Here are a few benchmarks and typical time lines to help you measure sales appointment setting success.
1. Call 10 companies to set one high level appointment. (I didn’t say make 10 calls.) Call 10 companies following a process.
2. Schedule 4-8 appointments with cold prospects to close one sale.
3. Call each identified decision-maker 7-15 times before you reach the point of diminishing returns.
4. It takes 1 – 2 ½ hours of call time to set a high level appointment.
5. You will call in three “cycles” and leave 2 or 3 “touches” within every cycle.
6. If the salesperson taking the appointments is initially setting the appointments, it typically takes 6 weeks before they have more new appointments, follow-up appointments and new account calls than they can handle. It is common for the appointment setting responsibilities to then be delegated to a lower level person who can handle them adequately.
7. It takes 10 days to setup a system with customized scripts, call process, ancillary materials… and to setup/customize a contact manager and learn how to use it.

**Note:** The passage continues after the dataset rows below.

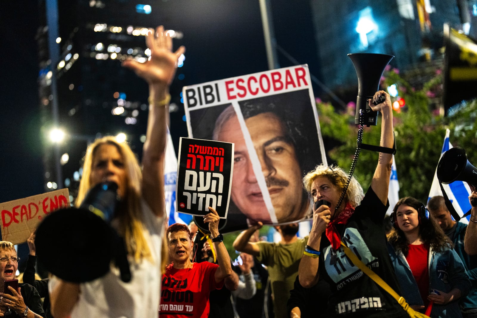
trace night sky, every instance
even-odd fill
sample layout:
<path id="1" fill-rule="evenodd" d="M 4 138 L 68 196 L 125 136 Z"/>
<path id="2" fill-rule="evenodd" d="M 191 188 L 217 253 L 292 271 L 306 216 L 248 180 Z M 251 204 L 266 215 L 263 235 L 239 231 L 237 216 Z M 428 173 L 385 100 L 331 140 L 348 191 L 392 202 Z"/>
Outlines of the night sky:
<path id="1" fill-rule="evenodd" d="M 185 67 L 181 70 L 186 75 L 183 85 L 268 69 L 258 1 L 204 0 L 199 6 L 196 1 L 174 1 L 168 2 L 168 9 L 174 10 L 165 8 L 162 13 L 167 15 L 166 27 L 180 26 L 184 33 L 181 44 L 186 45 L 187 51 Z M 3 55 L 0 203 L 45 192 L 35 40 L 39 23 L 38 6 L 35 0 L 21 2 L 2 3 L 0 19 Z M 187 5 L 181 7 L 181 4 Z M 276 0 L 273 6 L 277 43 L 300 63 L 308 63 L 312 73 L 318 76 L 308 1 Z M 278 57 L 281 67 L 294 65 L 282 55 Z M 183 108 L 171 115 L 175 144 L 181 135 L 186 136 L 186 123 L 181 120 L 183 113 Z"/>
<path id="2" fill-rule="evenodd" d="M 43 192 L 36 1 L 2 4 L 0 202 Z"/>

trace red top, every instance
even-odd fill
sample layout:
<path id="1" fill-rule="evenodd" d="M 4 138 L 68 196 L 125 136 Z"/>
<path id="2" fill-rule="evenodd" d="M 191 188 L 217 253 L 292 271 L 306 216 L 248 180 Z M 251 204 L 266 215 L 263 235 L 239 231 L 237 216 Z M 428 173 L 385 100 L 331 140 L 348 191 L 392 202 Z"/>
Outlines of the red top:
<path id="1" fill-rule="evenodd" d="M 409 251 L 406 259 L 417 283 L 424 306 L 427 307 L 429 304 L 429 300 L 427 300 L 427 296 L 429 296 L 429 268 L 427 267 L 429 246 L 427 244 L 409 244 L 408 246 Z"/>
<path id="2" fill-rule="evenodd" d="M 171 264 L 162 276 L 160 318 L 207 318 L 208 317 L 209 293 L 223 286 L 215 282 L 218 265 L 202 262 L 194 263 L 190 268 L 176 269 Z"/>

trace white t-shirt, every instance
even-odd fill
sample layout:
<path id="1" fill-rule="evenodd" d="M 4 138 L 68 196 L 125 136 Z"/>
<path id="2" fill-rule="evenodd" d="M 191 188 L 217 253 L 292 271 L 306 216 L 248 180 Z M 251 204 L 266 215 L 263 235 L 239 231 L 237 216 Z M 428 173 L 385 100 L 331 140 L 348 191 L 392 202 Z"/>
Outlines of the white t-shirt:
<path id="1" fill-rule="evenodd" d="M 144 200 L 141 200 L 143 235 L 151 250 L 153 263 L 143 259 L 135 264 L 128 256 L 132 278 L 129 283 L 121 280 L 119 270 L 112 266 L 104 276 L 80 284 L 78 302 L 71 318 L 157 318 L 161 294 L 161 249 L 164 217 L 157 217 Z M 94 261 L 91 266 L 94 266 Z M 51 292 L 58 283 L 50 280 Z"/>

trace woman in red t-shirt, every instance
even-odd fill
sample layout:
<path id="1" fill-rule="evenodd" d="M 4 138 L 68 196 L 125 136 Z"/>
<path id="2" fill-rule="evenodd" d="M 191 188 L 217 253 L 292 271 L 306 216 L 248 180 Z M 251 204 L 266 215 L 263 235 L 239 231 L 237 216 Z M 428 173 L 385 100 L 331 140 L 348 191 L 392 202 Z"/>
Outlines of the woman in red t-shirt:
<path id="1" fill-rule="evenodd" d="M 414 198 L 398 201 L 391 218 L 394 228 L 388 241 L 394 250 L 390 249 L 390 255 L 402 296 L 416 310 L 433 304 L 436 308 L 431 317 L 462 317 L 448 315 L 451 305 L 460 314 L 456 301 L 468 292 L 468 277 L 450 240 Z"/>

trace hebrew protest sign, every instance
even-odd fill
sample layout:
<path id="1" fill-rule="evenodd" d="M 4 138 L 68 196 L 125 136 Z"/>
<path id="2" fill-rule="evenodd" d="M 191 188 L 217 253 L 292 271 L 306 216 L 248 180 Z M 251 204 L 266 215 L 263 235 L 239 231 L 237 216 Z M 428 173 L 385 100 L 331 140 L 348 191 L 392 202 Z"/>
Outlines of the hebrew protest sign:
<path id="1" fill-rule="evenodd" d="M 181 137 L 179 145 L 177 210 L 204 215 L 208 207 L 226 218 L 230 195 L 234 145 Z"/>
<path id="2" fill-rule="evenodd" d="M 2 239 L 14 244 L 24 243 L 43 217 L 70 206 L 66 188 L 0 203 Z"/>
<path id="3" fill-rule="evenodd" d="M 182 93 L 190 137 L 235 144 L 222 232 L 310 218 L 302 178 L 327 163 L 307 65 L 186 86 Z"/>

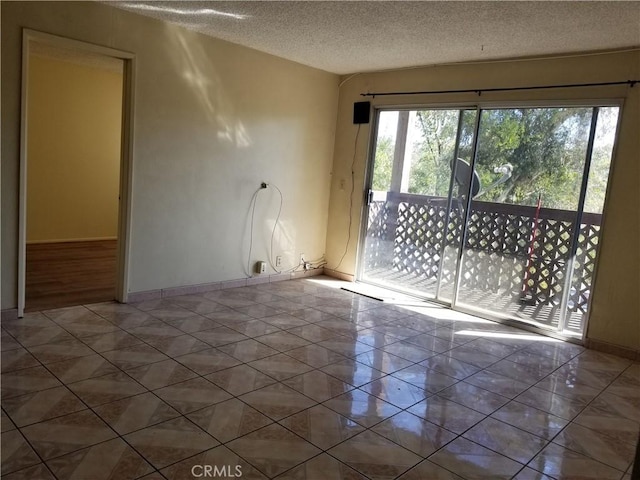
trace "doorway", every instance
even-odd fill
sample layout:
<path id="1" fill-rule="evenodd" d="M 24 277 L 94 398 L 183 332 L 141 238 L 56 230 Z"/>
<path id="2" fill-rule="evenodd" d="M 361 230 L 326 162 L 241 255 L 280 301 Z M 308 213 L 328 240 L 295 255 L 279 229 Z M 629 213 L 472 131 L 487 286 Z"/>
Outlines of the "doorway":
<path id="1" fill-rule="evenodd" d="M 582 338 L 618 115 L 377 111 L 358 279 Z"/>
<path id="2" fill-rule="evenodd" d="M 23 54 L 18 314 L 126 301 L 133 57 L 32 31 Z"/>

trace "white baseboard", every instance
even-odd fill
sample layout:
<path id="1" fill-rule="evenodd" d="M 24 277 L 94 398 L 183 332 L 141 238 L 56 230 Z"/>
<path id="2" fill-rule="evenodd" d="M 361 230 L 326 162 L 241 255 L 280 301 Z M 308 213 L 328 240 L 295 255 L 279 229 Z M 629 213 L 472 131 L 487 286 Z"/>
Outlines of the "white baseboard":
<path id="1" fill-rule="evenodd" d="M 147 290 L 142 292 L 129 292 L 127 303 L 147 302 L 166 297 L 176 297 L 179 295 L 196 295 L 198 293 L 213 292 L 215 290 L 226 290 L 228 288 L 247 287 L 262 283 L 274 283 L 284 280 L 297 280 L 299 278 L 315 277 L 324 273 L 323 268 L 314 268 L 301 272 L 274 273 L 273 275 L 256 275 L 255 277 L 239 278 L 237 280 L 225 280 L 222 282 L 201 283 L 196 285 L 184 285 L 181 287 L 162 288 L 158 290 Z"/>
<path id="2" fill-rule="evenodd" d="M 118 237 L 54 238 L 52 240 L 27 240 L 27 245 L 41 245 L 44 243 L 105 242 L 117 239 Z"/>

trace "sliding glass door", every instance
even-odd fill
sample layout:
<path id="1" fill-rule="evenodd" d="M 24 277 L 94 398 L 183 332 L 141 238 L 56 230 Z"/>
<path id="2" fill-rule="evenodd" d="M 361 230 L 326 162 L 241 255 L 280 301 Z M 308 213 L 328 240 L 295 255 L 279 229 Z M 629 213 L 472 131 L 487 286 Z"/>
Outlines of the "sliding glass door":
<path id="1" fill-rule="evenodd" d="M 617 117 L 380 111 L 359 279 L 581 335 Z"/>
<path id="2" fill-rule="evenodd" d="M 359 278 L 450 301 L 476 110 L 382 111 Z M 465 177 L 465 178 L 463 178 Z M 461 188 L 461 184 L 463 185 Z"/>

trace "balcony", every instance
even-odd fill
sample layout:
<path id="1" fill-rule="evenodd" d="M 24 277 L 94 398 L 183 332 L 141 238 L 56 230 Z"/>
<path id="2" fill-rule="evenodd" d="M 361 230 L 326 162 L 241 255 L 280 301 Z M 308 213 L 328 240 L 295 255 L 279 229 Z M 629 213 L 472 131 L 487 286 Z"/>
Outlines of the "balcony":
<path id="1" fill-rule="evenodd" d="M 365 281 L 453 298 L 464 208 L 444 197 L 376 192 L 370 205 Z M 601 225 L 584 213 L 567 298 L 565 331 L 580 335 L 589 305 Z M 458 304 L 557 328 L 576 212 L 473 201 Z"/>

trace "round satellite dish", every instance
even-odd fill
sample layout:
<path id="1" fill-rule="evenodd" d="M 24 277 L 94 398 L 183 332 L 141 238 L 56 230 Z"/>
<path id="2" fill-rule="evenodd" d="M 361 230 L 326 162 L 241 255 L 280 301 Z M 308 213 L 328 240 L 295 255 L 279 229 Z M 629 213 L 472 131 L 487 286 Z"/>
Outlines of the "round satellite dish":
<path id="1" fill-rule="evenodd" d="M 456 183 L 460 185 L 464 194 L 469 191 L 469 178 L 471 178 L 471 165 L 462 160 L 456 159 Z M 471 185 L 471 198 L 480 193 L 480 177 L 478 172 L 473 171 L 473 184 Z"/>

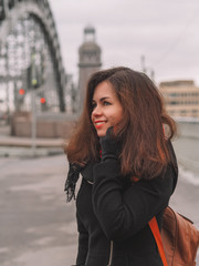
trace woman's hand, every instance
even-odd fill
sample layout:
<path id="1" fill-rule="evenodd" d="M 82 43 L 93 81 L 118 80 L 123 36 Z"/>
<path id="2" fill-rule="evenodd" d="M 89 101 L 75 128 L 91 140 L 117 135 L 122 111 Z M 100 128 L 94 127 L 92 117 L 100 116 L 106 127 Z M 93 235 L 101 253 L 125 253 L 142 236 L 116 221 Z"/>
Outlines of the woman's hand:
<path id="1" fill-rule="evenodd" d="M 102 147 L 102 161 L 107 158 L 118 158 L 122 152 L 122 143 L 113 134 L 113 126 L 108 127 L 106 135 L 100 137 Z"/>

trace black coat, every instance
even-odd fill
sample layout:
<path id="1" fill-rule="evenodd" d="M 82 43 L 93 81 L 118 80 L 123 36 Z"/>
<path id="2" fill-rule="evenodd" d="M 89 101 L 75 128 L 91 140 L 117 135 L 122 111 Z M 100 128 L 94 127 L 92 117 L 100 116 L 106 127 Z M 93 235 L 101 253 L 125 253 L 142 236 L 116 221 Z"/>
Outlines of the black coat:
<path id="1" fill-rule="evenodd" d="M 174 165 L 164 175 L 134 185 L 121 176 L 114 158 L 88 164 L 82 176 L 76 198 L 76 265 L 163 265 L 148 222 L 156 216 L 160 227 L 177 182 Z"/>

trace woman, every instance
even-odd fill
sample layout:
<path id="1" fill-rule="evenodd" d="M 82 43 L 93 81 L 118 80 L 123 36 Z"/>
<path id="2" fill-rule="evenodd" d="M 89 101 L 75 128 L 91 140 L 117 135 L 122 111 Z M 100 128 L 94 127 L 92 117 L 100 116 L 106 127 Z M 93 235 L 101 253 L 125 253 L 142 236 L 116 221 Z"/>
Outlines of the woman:
<path id="1" fill-rule="evenodd" d="M 147 75 L 114 68 L 91 76 L 83 115 L 65 150 L 67 201 L 83 176 L 76 265 L 163 265 L 148 222 L 156 216 L 161 226 L 177 183 L 175 133 Z"/>

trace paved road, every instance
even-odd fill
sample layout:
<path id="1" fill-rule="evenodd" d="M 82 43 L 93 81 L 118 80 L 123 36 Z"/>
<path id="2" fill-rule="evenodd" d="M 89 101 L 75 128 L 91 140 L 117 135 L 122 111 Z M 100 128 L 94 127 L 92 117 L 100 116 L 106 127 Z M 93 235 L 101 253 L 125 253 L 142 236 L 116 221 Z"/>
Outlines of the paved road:
<path id="1" fill-rule="evenodd" d="M 0 158 L 1 266 L 74 263 L 75 207 L 65 203 L 66 171 L 64 155 Z M 170 204 L 199 227 L 198 188 L 180 180 Z"/>
<path id="2" fill-rule="evenodd" d="M 0 265 L 69 266 L 76 254 L 74 203 L 63 192 L 64 155 L 0 158 Z"/>

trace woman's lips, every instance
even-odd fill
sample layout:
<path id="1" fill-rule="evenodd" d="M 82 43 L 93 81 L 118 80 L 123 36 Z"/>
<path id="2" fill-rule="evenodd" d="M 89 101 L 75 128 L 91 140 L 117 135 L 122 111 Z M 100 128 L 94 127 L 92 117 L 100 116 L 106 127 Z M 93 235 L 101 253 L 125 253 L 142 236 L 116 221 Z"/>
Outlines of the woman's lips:
<path id="1" fill-rule="evenodd" d="M 95 129 L 102 127 L 105 123 L 105 121 L 95 121 Z"/>

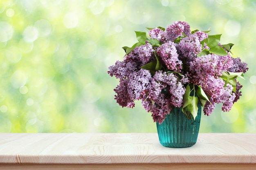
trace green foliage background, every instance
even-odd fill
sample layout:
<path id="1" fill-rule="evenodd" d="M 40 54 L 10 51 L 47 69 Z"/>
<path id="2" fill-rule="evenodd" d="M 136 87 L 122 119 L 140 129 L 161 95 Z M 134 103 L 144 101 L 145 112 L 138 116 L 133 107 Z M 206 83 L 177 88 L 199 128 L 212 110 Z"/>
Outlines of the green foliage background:
<path id="1" fill-rule="evenodd" d="M 248 63 L 240 99 L 202 117 L 201 132 L 256 132 L 256 1 L 2 0 L 0 132 L 155 132 L 139 101 L 122 108 L 108 67 L 137 40 L 135 31 L 185 21 L 222 33 Z"/>

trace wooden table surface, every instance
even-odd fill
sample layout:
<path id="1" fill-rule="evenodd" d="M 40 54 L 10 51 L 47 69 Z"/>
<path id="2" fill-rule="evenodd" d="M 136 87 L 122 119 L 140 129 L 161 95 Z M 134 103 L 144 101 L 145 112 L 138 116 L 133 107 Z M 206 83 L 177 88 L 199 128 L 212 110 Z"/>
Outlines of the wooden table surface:
<path id="1" fill-rule="evenodd" d="M 162 146 L 156 133 L 0 134 L 0 170 L 103 168 L 256 169 L 256 134 L 200 133 L 182 148 Z"/>

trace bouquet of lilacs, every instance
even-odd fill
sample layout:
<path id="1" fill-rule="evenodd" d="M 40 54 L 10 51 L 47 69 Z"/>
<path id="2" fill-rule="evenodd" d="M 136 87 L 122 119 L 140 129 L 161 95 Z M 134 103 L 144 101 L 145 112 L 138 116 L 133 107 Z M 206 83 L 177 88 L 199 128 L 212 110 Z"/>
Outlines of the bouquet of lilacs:
<path id="1" fill-rule="evenodd" d="M 184 22 L 166 29 L 147 29 L 135 31 L 138 42 L 123 47 L 123 61 L 109 67 L 110 75 L 120 79 L 114 90 L 120 106 L 133 108 L 140 99 L 159 124 L 173 107 L 195 119 L 199 102 L 207 115 L 216 104 L 222 104 L 224 111 L 230 110 L 241 95 L 237 78 L 243 78 L 248 69 L 230 55 L 233 44 L 221 44 L 221 35 L 209 35 L 209 31 L 191 31 Z"/>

This isn’t rocket science.
8. It takes about another 10 days to get comfortable, learn good responses to resistance and setup your Plan B.
9. About 33% of your appointments will be set after the decision maker says no in some form.. we are all set, send some info, call me back, etc. You need to know how to handle these.
10. In the short term 15%- 20% of appointments set will be made with decision-makers who call you. Slightly longer term… 3-6 months or so… 30% or more of appointments set will be with decision makers who call you. You make this happen by leveraging your call time and using a complete coordinated and partly automated process.
11. Calculate the value of a new account and an acceptable cost of sale. Use these benchmarks to determine whether setting sales appointments makes economic sense for you.